6- Bu halkların büyük bir çoğunluğu için "eğitimsizlik" esastır. Eğitim ve iş eğitimi gibi önemli konular ülkelerde eksik olup, büyük kitleler cahil bırakılmıştır.
7- İş güvencesi diye bir anlayış yoktur. "İş ve makamlar" rüşvetle adeta satılmaktadır. İş bulunsa bile garantisi yoktur. Daha çok "ödeyen" biri çıkınca o işin, yeni sahibine verilmesi an meselesidir.
8- Son on yılda hayli artan nüfus ve özellikle genç nüfus boş gezmektedir, eğitim alamamakta, iş bulamamakta ve her geçen gün "ümitlerini" de kaybetmektedir. Bu duruma "üçlü öldürücü" adı da verilebilir Toplumları dinamitleyen "üçlü ve güçlü öldürücü". (Sonuç ve etkileri Tunus ve Cezayir'de net bir şekilde görülmüştür.)
9- Çaresiz Kitleler Sendromu Doğu Akdeniz ve Mağrip ülkelerini etkilemeye başlamış olup, dalga, dalga Balkanlara ve diğer ülkelere de ulaşmaktadır.
10- Bu durumda olan toplumlarda dış mihraklı müdahaleler son derece kolay olup, ülkeler için ölümcül sonuçlar meydana getirmektedir. Bugün mağripte görülen de budur. Bu karışık ve bunalımlı yörede, bir Avrupa-Amerika üstünlük ve etkinlik çekişmesi yer almaktadır.
Özelinde, Tunus olaylarından çıkarılacak Dersler:
u Her ne kadar Tunus ve Cezayir olayları kendiliğinden oluşan halk ayaklanmaları olarak sınıflandırılsa da bu öfke kıvılcımlarının çakılmasından sonra kitleleri içerden düzenleyen, yönlendiren ve çeşitli şehirlere yayılmasını sağlayan iç güçlerin mevcudiyeti bilinmektedir. Bunlar işçi sendikaları, baro gibi meslek kuruluşları ve siyasi partilerdir. Dışardan bakanların sadece toplumdaki STK (Sivil Toplum Kuruluşları)nın demokratik gelişimde etkili olduklarını düşünmeleri hatalı bir analiz olur. Asıl güç diğerleridir.

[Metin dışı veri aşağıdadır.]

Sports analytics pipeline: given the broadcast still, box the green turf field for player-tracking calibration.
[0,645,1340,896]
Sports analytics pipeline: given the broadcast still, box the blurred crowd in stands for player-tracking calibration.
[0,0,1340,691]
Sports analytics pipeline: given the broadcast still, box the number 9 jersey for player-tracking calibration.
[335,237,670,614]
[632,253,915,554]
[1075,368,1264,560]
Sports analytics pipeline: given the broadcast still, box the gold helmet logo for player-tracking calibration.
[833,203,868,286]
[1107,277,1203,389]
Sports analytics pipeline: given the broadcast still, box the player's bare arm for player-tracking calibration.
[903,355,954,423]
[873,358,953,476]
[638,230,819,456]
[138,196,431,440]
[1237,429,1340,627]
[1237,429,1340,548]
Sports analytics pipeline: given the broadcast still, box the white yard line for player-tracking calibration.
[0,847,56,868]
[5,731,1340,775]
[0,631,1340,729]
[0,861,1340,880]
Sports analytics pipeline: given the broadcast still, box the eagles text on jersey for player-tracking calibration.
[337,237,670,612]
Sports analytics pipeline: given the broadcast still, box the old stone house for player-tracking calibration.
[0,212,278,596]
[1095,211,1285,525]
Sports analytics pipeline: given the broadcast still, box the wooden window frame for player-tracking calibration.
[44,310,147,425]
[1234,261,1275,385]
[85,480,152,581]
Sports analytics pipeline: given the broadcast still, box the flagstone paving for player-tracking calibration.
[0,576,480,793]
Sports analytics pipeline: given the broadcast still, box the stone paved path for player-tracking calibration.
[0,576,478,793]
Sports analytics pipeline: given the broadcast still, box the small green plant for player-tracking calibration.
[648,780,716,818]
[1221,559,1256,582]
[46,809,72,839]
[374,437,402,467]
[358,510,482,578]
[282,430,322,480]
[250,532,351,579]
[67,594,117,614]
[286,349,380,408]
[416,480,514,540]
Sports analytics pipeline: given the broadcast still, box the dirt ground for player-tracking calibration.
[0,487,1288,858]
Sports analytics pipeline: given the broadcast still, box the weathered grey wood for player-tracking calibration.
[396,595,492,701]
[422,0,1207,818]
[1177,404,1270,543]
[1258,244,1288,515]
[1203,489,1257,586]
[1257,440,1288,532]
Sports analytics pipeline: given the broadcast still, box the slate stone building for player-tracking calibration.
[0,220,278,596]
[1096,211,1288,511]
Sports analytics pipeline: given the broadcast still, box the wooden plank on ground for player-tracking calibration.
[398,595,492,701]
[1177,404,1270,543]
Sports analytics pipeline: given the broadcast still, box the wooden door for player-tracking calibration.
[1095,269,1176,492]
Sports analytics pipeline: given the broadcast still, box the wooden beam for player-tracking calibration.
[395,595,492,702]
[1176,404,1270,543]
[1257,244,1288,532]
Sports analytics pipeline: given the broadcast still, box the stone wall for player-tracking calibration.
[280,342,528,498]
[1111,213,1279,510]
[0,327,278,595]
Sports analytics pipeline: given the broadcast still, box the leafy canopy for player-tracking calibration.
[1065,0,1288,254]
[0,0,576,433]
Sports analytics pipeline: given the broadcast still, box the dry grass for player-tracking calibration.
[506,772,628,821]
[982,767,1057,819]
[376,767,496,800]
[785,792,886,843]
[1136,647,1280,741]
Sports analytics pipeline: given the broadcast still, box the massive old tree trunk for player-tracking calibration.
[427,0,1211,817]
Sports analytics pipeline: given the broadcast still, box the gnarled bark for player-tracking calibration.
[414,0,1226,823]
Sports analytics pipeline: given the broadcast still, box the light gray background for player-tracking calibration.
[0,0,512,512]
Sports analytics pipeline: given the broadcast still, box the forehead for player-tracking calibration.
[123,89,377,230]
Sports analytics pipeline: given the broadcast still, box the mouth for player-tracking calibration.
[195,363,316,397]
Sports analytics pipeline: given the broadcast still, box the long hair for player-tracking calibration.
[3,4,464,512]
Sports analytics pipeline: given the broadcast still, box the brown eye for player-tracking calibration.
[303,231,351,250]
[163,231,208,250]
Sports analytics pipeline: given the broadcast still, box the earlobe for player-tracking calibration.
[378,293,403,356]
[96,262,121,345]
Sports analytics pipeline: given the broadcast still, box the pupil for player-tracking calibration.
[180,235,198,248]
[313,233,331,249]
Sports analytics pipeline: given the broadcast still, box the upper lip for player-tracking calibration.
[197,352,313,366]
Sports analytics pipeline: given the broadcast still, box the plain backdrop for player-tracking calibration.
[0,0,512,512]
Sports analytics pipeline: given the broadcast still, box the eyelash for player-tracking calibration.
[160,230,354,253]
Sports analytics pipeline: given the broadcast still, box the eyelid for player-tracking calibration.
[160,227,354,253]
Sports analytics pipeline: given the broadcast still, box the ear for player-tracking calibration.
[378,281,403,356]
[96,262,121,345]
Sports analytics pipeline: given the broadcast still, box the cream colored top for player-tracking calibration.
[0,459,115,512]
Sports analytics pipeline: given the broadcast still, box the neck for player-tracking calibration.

u Artık özgürlüklerin de, gıda ve yiyecek kadar önemli hale geldiği ve kitlelerin sadece fiziki olarak karın doyurmak kadar, kafa ve ruh doyumunu sağlayacak özgürlüklere de önem verdiği, hatta daha çok önemsediği ortaya çıkmış bulunmaktadır. Bu dikkatlerden kaçmamalıdır.
u Batı devletlerinin, Avrupa ve ABD dahil olmak üzere, Ortadoğu'daki tek adam rejimlerinin baskıcı ve zalim idarelerine hiç bir tepki vermemeleri, tamamen sessiz kalmaları ve gizlice o hükümet ve otoriteleri desteklemeleri dikkat edilecek çok önemli bir husustur.
u Tüm baskı ve kısıtlamalara rağmen, kitlelerin ilelebet baskı altında tutulamayacağı da ortaya çıkmış bulunmaktadır. Baskı ve zorbalık çoğu zaman "zaafın işareti" olup, muhalefeti susturamamıştır. Bu da önemli bir konudur. Düşünceler ve özgürlük arzusu hapsolunamaz güçlerdir.
Şimdi mağripteki en kritik konulardan bazıları ise ülkedeki aydınların, daha önce ülkeyi terk etmiş olan diğer aydınların dönüşünü nasıl kabullenecekleri ve bilhassa Tunus'ta 53 yıldır uygulanan katı laiklik rejimine karşı ne gibi tepkilerin olacağı hususudur. Bu ülkeleri zorlu bir süreç beklemektedir.